Import a matrix as an Anndata object.

Parameters
  • matrix_path – Path to the matrix ec file

  • barcodes_path – Path to the barcodes txt file

  • genes_path – Path to the genes txt file

  • t2g_path – Path to transcript-to-gene mapping. If this is provided, the third column of the mapping is appended to the anndata var, defaults to None

  • name – Name of the columns, defaults to “gene”

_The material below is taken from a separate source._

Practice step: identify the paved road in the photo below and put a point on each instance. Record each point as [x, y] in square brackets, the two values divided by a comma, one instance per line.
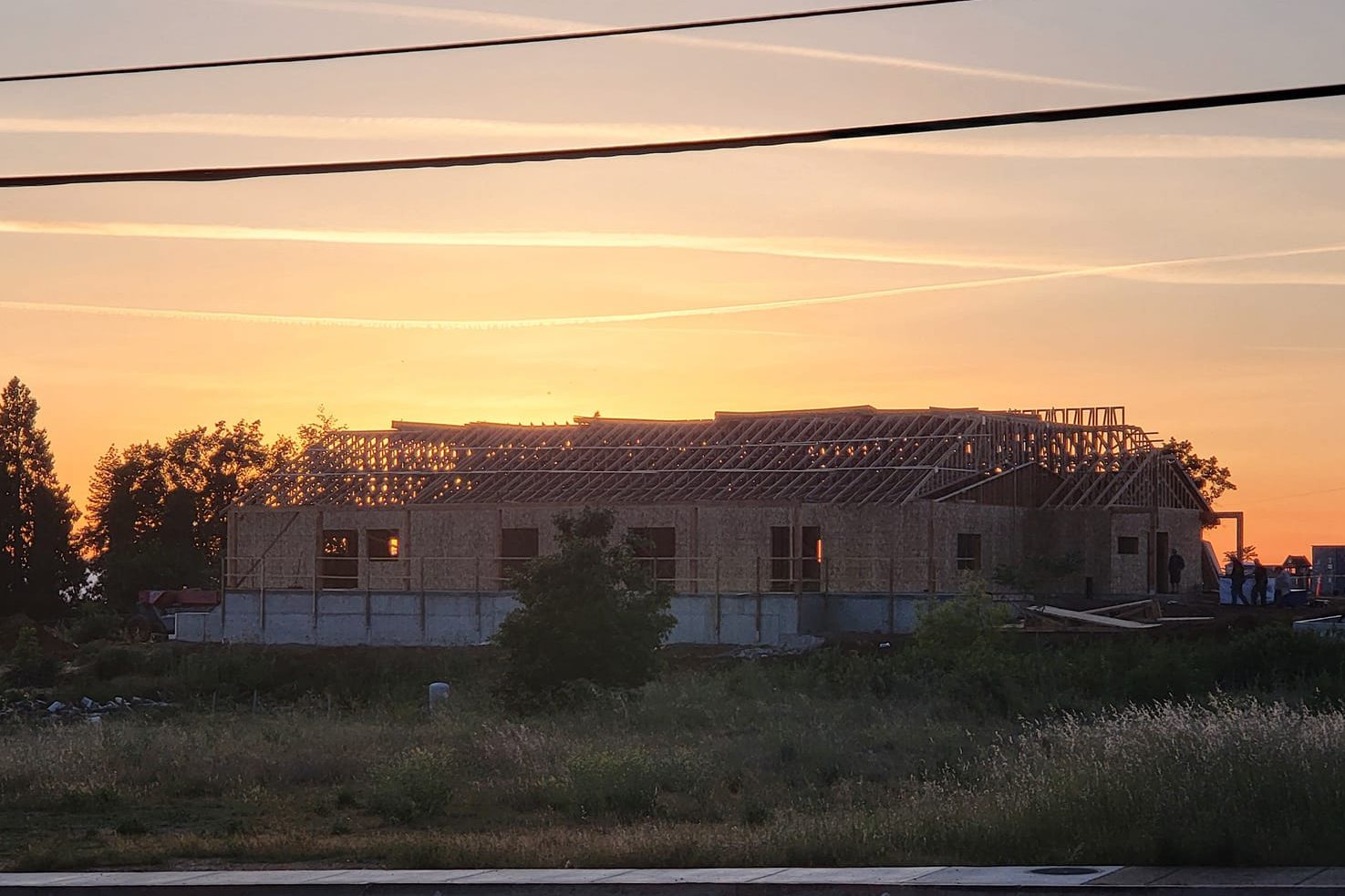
[688, 881]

  • by_name – Aggregate counts by name instead of ID. t2g_path must be provided and contain names.

Returns

A new Anndata object

kb_python.utils.overlay_anndatas(adata_spliced: anndata.AnnData, adata_unspliced: anndata.AnnData) anndata.AnnData

‘Overlays’ anndata objects by taking the intersection of the obs and var of each anndata.

Note

Matrices generated by kallisto | bustools always contain all genes, even if they have zero counts. Therefore, taking the intersection is not entirely necessary but is done as a sanity check.

Parameters
  • adata_spliced – An Anndata object

  • adata_unspliced – An Anndata object

Returns

A new Anndata object

kb_python.utils.sum_anndatas(adata_spliced: anndata.AnnData, adata_unspliced: anndata.AnnData) anndata.AnnData

Sum the counts in two anndata objects by taking the intersection of both matrices and adding the values together.

Note

Matrices generated by kallisto | bustools always contain all genes, even if they have zero counts. Therefore, taking the intersection is not entirely necessary but is done as a sanity check.

Parameters
  • adata_spliced – An Anndata object

  • adata_unspliced – An Anndata object

Returns

A new Anndata object

kb_python.utils.restore_cwd(func: Callable) Callable

Function decorator to decorate functions that change the current working directory. When such a function is decorated with this function, the current working directory is restored to its previous state when the function exits.